Skift Take

AI is only as good as the data that feeds it and the human ingenuity that drives it. This is not the time to retreat or watch from the sidelines. Travel has a narrow window of opportunity to engage, learn, and invest in data and AI. Teams playing the long game will benefit from the head start and drive innovation for the industry.

Like any emerging technology, AI is not a foregone conclusion. Realizing its full potential in travel will require bold action within companies and collaboration between them.

Following the inaugural Skift Data and AI Summit in New York City earlier this month, I am hopeful about how the whole travel industry can embrace AI. It was great to see common themes emerge throughout the day, both on stage but also in the conversations among the attendees.
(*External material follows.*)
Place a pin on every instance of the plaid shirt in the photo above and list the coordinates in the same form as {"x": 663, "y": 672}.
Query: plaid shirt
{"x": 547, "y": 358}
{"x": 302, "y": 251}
“AI is only as good as the data that feeds it” was a common theme at the summit. It is clear to me that this statement needs one important append: AI is only as good as the data that feeds it and the human ingenuity that drives it.

We have to make the effort to engage, learn and unlearn with AI. It is our individual and collective conviction that will shape how travel embraces and unlocks value from AI.

I outline below five questions to consider as we pursue Data and AI initiatives in travel. The goal of these questions and their underlying recommendations is not to predict the future of AI. Instead, it is to frame the Data and AI opportunities in travel realistically.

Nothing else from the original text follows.